1397055437736La notizia è di qualche giorno fa: la Fiat a Pomigliano ha avuto “l’idea geniale” come la definisce Marchionne di impacchettare le auto dei lavoratori di marca diversa da quella del gruppo e di apporvi un  cuore spezzato. Come dire che la madonnina piange se fate peccato, anche se in questo caso la vergine dei dolori sarebbe  l’ad di Fiat, il cui pelo sullo stomaco è così folto da fare invidia ai cinghiali.

Naturalmente la trovata è puramente pubblicitaria, una sorta di spot gratuito che sfugge anche alle elementari e ipocrite regole della comunicazione ingannevole: inneggia a una sorta di medioevale ius primae auto da parte dell’azienda che in qualche modo vorrebbe essere proprietaria anche dei lavoratori. Ma se questo è l’istinto “animale” nel senso capitalistico che ha mosso l’iniziativa, la sua finalità spottesca è diversa: quella di dire e far dire all’universo mondo dei media, sempre reverenti , che l’impacchettatura ero uno stimolo a “comprare italiano”.

In poche parole un modo per far credere a quella che è ormai una falsità: la Fiat Chrysler è un’azienda con sede in Olanda, che paga le tasse a Londra ed è quotata a Wall Street. Di italiano non c’è rimasto proprio nulla, se non qualche stabilimento dal futuro assai incerto. Questa globalizzazione che esclude proprio il Paese dove l’azienda è nata e dove è sopravvissuta grazie a giganteschi aiuti pubblici di ogni genere, è una miserabile risposta non alle sfide del mercato, ma alle esigenze degli azionisti: la sede olandese, grazie alle diverse leggi, garantisce agli Agnelli il controllo totale anche con solo il 30 per cento delle azioni, l’insediamento londinese serve a ad avere qualche sconto di tasse sui dividendi fatti all’estero e naturalmente Wall Street è l’obbligatorio correlato alla scalata della Chrysler oltreché la piazza naturale per chi ha già deciso di trasferire in Usa il grosso della produzione. Una fuga simbolizzata anche dal nuovo nome della marca, Fca che in italiano è decisamente goliardico anche se mette le auto in quota rosa e anche pronunciato all’inglese suona come più o meno come ” e fesso sei”.
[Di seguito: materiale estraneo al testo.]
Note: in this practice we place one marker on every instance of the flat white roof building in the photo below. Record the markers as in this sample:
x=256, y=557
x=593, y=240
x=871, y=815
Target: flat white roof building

Ma Marchionne sa bene che gran parte del mercato italiano, senza il quale ancora oggi la ex Fiat farebbe numeri da mercato delle pulci in Europa, è legato all’immagine nazionale del gruppo. Quindi tenta di ribadirla al di là di ogni evidenza attraverso azioni pubblicitarie spurie.  Ed è esattamente ciò che ci meritiamo: per decenni il sistema politico ha impedito che arrivassero in Italia case concorrenti alla Fiat per non turbare re Gianni e non costringerlo a costruire meglio, ma poi ne ha facilitato e coperto la fuga.  E adesso ci vengono anche a dire di comprare italiano.